Population (January 31, 2024)
- • Total: 2,662
- • Density: 47.54/km^{2} (123.1/sq mi)
- Time zone: UTC+09:00 (JST)
- City hall address: 5, Aza Honchō, Utashinai-shi, Hokkaidō 073-0492
- Website: www.city.utashinai.hokkaido.jp
- Bird: Japanese bush-warbler
- Flower: Azalea
- Mascot: Horun-kun (ホルンくん)
- Tree: Japanese rowan

= Utashinai =

Utashinai (歌志内市, Utashinai-shi) is a city located in Sorachi Subprefecture, Hokkaido, Japan. It is Japan's smallest city by population.

== History ==
Utashinai was formerly a prosperous coal mining city, but its fortunes has declined greatly since the closing of the coal mines. The population peaked at 46,000 in 1948, and has been decreasing every year since.
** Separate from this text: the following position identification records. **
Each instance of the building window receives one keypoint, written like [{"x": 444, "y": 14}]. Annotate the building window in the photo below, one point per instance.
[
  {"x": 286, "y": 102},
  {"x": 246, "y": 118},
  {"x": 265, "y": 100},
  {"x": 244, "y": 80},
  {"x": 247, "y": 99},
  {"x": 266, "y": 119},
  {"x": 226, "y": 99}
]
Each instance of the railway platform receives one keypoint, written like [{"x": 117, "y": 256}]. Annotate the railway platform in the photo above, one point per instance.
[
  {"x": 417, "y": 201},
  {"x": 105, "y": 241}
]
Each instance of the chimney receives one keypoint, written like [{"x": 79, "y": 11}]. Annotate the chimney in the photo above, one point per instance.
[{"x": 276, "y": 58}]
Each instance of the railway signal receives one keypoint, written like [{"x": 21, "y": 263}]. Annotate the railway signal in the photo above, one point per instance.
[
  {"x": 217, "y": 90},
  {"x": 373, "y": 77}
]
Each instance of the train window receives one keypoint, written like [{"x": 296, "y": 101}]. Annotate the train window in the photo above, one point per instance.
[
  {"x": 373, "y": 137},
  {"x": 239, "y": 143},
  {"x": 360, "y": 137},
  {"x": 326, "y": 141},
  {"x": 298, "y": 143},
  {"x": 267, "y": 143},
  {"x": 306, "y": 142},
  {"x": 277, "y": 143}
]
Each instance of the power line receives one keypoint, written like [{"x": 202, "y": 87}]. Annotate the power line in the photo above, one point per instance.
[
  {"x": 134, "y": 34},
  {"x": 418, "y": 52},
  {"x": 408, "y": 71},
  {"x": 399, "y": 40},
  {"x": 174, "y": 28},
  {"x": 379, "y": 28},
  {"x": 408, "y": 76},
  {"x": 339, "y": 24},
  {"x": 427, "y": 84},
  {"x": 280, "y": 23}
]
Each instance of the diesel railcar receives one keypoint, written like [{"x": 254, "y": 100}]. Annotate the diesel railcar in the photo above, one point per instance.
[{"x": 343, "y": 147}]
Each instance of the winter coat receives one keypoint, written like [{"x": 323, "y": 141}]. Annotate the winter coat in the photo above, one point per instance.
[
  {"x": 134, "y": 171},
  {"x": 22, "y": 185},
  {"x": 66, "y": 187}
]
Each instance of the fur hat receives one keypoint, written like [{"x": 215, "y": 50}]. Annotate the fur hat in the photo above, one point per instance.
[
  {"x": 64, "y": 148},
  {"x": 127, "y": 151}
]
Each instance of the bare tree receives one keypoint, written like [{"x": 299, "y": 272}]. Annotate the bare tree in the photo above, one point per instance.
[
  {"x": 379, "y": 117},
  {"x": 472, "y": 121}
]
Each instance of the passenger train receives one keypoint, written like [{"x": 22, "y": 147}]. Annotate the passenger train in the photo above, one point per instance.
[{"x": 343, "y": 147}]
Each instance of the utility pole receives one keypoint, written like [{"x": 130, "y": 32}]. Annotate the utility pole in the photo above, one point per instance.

Efforts to transform Utashinai from a gritty coal mining town to an alpine tourist destination have met with mixed success. The town has adopted a Swiss theme as part of its tourist-oriented strategy and many new buildings are built in the Swiss chalet style. A medium-sized ski hill, Kamoidake, attracts a decent crowd of locals and hosts frequent ski meets, while a hot spring resort called Tyrol, after the Austrian region, is known throughout Hokkaido for the quality of its water. However, despite these new projects, Utashinai continues to experience population decline and economic stagnation. The local high school closed in 2007, with students now traveling to Sunagawa, Akabira or Takikawa for their secondary education.

===Timeline===
- 1890 - Sorachi Coal Mine opened, founding of Utashinai.
- 1897 - Utashinai Village split away from Nae Village (now the city of Sunagawa).
- 1900 - Ashibetsu Village splits off.
- 1906 - Utashinai becomes a Second Class Municipality.
- 1919 - Utashinai becomes a First Class Municipality.
- 1922 - Akabira Village split off.
- 1940 - Utashinai becomes a town.
- 1949 - Part of the town splits off into Kamisunagawa Town.
- July 1, 1958 - Utashinai becomes a city.
- 1971 - Sumitomo closes Utashinai Mine.
- 1988 - Kamiutashinai Mine closed.
- 1995 - Sorachi Mine closed.
- 2003 - Mid-Sorachi Merger Conference established.
- 2004 - Merger Conference disbanded.

==Geography==
Penkeutashunai River, a tributary of Ishikari River, flows through Utashinai. There is Mount Kamoi on the northwest of the city.

===Name===
The name is derived from the Ainu ota-us-nay (オタウㇱナイ) meaning "River connected to a sandy beach".

==Demographics==
As of December 31, 2020, the city had a population of 3,019, with 1,788 households, and a density of 62 persons per km^{2}. The total area of the city is 55.99 km^{2}. The population of Utashinai has been declining very rapidly for the past 80 years.

==Culture==
===Mascot===

Horun-kun, the city's mascot

Utashinai's mascot is Horun-kun (ホルンくん), unveiled in 1998. He is a sheep carrying an alphorn, who moved from Switzerland to Japan.